Not that many years ago, half-finished bottles of sherry languished for weeks on shelves in warm living rooms. Perhaps some do still: calamity. Sherry, and especially the dry, lighter styles, is a perishable product needing to be kept cool once opened and finished quickly, just as you’d treat a white wine. Sometimes, though, the emphasis on freshness is taken to unusual lengths.

But before I explain, a little background.

I first met Bruno Murciano when he worked for wine giant Bibendum in Primrose Hill and he’d just won the Best Sommelier in Spain award. Now, through their import company de Vinos, he and his partner Luis Sanz, a former investment banker, bring to Britain a Spain-wide catalogue of wines. Among them are the sherries of La Cigarrera.

The name and the illustration on the label commemorate the women who once sold cigarettes on the streets of Sanlúcar de Barrameda, the seaside town which is the centre of manzanilla sherry production. The sea breezes wafting into the bodegas where this fine, food-welcoming wine matures are said to give the appetising salty edge to its flavour.

Until the last decade or so, La Cigarrera sherries were sold in cask to bigger sherry houses – Lustau and Barbadillo, for example – but now they’re bottled under their own name. The manzanilla is a classic, bright and salt-tangy, a perfect aperitif that can carry on to happily partner starters and many, ideally fishy, main courses. It’s absolutely typical of the kind of sherry that must be drunk fresh.

And that’s what Murciano ensures for his customers. In Spain, the wine is bottled on demand every Saturday, an operation small enough for de Vinos to specify each week how many bottles it wants. These arrive in London three or four days later – and are in the hands of buyers within a week of leaving the cask.

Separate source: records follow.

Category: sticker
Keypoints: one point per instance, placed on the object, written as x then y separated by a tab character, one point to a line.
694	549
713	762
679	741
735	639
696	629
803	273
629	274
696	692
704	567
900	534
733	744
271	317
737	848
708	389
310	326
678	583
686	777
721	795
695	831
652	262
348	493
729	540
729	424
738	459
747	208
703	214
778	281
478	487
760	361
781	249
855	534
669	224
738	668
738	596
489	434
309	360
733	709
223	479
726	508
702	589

Though most of the importers’ business is with restaurants, consumers can buy direct from devinos.co.uk. La Cigarrera manzanilla is £10.50 and there are plenty of other well-chosen wines on the site to make it easy to reach the £50-minimum order for free delivery – you don’t want to compromise the manzanilla’s newly-bottled freshness by leaving it lingering too long, even unopened.

If Murciano’s favoured label lady is the cigarette seller, for Peter Dauthier it’s “my gypsies”. They adorn the Cayetano del Pino bottles that Dauthier, the ultimate sherry enthusiast and a man able to source excellent wines, supplies to The Wine Society. These are not manzanilla but palo cortado, still a dry style though a deeper-coloured, richer delight, intensely nutty in flavour – the Solera (£14.50) is wonderful, the Viejisimo (£21, half-bottle) an extraordinary, infinitely memorable experience.

Dauthier is also responsible for the very good Pedro’s Alcemista sherries in Majestic.

Back to manzanilla... recently I tasted many of those readily available here, and the one which for me has the strongest taste of the sea and is mouth-wateringly enticing is Barbadillo Solear. Conveniently, to ensure its qualities aren’t dulled by time, it comes in half bottles (£4.75, Waitrose, Tesco, ocado.com and independents).

Ever-tempting, too, is Hidalgo La Gitana (around £10, widely available) – and with its label, we’ve returned to the gypsies.